‘Oh, Sir Roland, I shall never forgive you if you cry off now,’ interposes Mabel. ‘You know it was a bargain that you should go with us if you could. And aunty means to take Venice on our way. Fancy Venice and gondolas in this heavenly weather! It will be too delicious.’
Gondolas and Mabel Moore win the day, and Sir Roland agrees to write to his wife instead of going down to Tresham Court.
‘Now, you are quite, quite sure you are not telling us a story,’ says Miss Moore, with a winning smile, ‘because I know if you go home that Lady Tresham will not let you return to us again. You promise only to write, don’t you?’

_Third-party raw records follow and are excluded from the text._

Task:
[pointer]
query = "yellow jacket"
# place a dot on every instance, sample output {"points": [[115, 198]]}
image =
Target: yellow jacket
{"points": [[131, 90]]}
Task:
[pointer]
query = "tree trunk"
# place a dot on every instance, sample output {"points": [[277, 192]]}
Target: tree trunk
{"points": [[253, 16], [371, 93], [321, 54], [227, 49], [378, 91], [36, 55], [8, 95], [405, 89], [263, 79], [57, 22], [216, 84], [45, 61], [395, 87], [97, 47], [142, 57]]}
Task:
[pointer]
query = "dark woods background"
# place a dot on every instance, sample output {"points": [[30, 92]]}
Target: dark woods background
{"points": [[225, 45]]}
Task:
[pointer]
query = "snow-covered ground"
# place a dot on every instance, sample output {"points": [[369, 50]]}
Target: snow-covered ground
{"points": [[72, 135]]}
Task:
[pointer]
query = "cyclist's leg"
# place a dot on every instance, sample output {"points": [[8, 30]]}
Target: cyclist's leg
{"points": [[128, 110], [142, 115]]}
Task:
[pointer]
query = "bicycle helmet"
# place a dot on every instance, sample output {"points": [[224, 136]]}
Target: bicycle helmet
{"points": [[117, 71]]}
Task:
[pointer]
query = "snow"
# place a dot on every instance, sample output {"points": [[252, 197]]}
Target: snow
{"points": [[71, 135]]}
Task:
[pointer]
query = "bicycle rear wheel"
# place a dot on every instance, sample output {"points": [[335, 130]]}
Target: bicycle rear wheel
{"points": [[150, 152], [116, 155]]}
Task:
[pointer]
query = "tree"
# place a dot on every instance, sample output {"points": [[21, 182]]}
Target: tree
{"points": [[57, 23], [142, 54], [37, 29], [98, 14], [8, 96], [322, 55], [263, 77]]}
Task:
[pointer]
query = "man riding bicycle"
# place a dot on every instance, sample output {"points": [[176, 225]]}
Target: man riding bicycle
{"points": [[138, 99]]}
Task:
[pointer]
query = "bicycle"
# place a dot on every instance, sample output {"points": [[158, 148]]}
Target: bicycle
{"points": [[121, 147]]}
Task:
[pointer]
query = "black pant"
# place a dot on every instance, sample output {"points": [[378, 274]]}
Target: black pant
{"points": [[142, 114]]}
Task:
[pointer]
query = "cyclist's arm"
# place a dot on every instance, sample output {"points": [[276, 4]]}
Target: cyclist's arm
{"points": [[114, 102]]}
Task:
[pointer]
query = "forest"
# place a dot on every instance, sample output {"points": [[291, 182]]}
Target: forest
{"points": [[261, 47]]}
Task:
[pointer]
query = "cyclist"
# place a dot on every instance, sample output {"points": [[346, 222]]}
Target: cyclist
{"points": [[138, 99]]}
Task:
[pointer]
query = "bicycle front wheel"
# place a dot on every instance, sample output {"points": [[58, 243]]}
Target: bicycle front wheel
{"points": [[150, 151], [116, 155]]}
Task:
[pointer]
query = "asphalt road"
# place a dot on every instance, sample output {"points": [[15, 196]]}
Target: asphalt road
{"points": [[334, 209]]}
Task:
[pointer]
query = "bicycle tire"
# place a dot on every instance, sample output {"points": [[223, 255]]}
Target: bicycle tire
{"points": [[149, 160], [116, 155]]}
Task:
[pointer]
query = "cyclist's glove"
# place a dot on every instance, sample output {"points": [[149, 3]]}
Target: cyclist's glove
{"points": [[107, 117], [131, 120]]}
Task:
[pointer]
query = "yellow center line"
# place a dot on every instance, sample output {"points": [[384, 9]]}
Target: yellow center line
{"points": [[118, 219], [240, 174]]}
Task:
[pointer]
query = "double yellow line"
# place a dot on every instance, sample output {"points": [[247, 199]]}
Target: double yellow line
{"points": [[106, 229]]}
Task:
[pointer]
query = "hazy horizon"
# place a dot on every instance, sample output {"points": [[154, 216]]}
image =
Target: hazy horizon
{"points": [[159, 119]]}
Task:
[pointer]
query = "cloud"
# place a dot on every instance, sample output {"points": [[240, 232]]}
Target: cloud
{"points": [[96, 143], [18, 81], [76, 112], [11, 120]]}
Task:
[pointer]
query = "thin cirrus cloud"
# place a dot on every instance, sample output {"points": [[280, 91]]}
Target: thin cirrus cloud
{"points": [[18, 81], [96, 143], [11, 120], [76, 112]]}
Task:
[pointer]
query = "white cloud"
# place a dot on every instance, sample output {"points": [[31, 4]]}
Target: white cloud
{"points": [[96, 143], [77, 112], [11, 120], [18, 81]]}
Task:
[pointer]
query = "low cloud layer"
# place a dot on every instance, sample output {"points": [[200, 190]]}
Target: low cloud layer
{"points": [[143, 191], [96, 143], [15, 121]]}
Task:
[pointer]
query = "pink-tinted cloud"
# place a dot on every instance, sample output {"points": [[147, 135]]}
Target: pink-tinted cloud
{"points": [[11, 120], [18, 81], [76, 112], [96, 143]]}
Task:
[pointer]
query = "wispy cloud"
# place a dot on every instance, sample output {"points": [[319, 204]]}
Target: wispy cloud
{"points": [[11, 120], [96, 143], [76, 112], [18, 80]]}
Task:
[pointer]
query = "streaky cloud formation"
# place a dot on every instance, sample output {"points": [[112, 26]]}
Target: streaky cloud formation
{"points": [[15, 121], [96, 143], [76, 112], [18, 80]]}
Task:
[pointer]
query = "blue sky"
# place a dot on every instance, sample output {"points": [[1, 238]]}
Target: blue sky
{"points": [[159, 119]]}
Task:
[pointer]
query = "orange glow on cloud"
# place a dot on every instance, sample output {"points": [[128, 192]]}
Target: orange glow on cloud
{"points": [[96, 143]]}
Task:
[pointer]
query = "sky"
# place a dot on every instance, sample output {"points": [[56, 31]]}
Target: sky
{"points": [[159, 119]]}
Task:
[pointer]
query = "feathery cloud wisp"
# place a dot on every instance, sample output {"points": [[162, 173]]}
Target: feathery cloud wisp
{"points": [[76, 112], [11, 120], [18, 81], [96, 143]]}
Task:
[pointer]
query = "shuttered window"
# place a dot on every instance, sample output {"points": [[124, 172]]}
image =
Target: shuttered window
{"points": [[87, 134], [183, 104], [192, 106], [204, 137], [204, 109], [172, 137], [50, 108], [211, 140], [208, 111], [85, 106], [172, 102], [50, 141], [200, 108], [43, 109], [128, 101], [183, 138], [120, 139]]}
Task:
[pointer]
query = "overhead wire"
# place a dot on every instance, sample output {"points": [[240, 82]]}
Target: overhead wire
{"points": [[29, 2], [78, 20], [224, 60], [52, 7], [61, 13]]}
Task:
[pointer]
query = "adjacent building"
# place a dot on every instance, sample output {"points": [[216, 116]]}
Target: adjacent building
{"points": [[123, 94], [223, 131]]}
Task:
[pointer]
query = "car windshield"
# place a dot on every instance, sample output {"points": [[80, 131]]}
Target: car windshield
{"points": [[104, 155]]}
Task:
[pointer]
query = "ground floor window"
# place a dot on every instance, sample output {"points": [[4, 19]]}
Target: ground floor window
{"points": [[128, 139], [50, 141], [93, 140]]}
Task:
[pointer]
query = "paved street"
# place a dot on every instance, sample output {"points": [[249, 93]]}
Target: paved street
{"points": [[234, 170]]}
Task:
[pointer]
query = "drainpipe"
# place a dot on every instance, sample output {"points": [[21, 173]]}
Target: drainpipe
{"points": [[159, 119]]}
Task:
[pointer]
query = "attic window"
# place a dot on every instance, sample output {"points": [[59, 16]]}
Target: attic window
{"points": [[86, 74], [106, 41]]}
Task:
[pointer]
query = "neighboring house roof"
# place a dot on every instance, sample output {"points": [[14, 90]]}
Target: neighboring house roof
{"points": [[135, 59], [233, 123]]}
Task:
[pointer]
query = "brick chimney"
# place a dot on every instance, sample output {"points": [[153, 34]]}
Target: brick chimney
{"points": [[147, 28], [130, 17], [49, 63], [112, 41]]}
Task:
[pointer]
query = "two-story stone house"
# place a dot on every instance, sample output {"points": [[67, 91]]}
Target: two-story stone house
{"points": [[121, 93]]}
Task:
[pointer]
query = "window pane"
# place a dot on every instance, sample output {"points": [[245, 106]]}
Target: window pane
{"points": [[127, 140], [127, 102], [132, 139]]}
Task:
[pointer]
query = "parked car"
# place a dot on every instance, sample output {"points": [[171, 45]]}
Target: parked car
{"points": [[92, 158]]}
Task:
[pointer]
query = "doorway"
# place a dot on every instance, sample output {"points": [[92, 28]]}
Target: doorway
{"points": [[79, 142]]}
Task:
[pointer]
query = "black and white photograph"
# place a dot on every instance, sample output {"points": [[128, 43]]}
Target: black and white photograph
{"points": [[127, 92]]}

‘I promise!’ repeats Sir Roland, with an uneasy twinge of conscience nevertheless. But he keeps his word, and a letter by the next day’s post informs Juliet that her husband is going to visit Italy with his sister, and that she must manage matters at Tresham Court as best she can until his return. This intelligence falls upon the wife like a sudden blow. She feels very strange and awkward as the mistress of this great rambling house, with its retinue of servants, but she has been seizing the opportunity of Sir Roland’s absence to try and become acquainted with the ménage of the kitchen and the housekeeper’s room, that she may astonish him with her aptitude on his return. And now he is going to leave her to fight with all her new responsibilities alone, whilst he is enjoying a trip upon the Continent. Well, she will not be so mean spirited a creature as to sit down and weep for his absence. She will show him that she can enjoy life as well as himself when she has the means to do so. Yet the tears chase themselves rapidly down her cheeks as she thinks thus to herself, for Lady Tresham has two nurses now to look after her children, and can afford to indulge her feelings without spectators. It is a bright sunny morning in the first week of August; the grounds of Tresham Court are filled with beautiful flowers and leafy trees and singing birds, and the pale-faced, weary woman takes her husband’s letter in her hand, and seats herself beneath the shade of a cedar tree on the smooth green lawn, and indulges her sorrowful thoughts to their fullest extent.
Presently she hears a soft voice calling her by name. She looks up in surprise; beside her stands an elderly lady, dressed in widow’s weeds.
‘Your servants said you were not at home, Lady Tresham, but I caught a glimpse of your dress through the trees, and hoped you would not deem it a liberty if I introduced myself to you as the widow of your husband’s brother.’
‘Lady Tresham!’ cries Juliet, springing to her feet. ‘I am glad to see you, but I am very untidy; I did not expect any one to call to-day. I did not even know that you were in the county.’
‘I have a house of my own about five miles from here, but I only returned to it yesterday. And so you are really Sir Roland’s wife. Why, you are a mere girl.’
‘Indeed, you are mistaken. It is a long time since I was a girl. I am twenty-six!’
‘And I am twenty years older than yourself, so you see I have a right to consider you a girl. But you have been crying. Surely you have no trouble now. I thought all your troubles lay in the want of means.’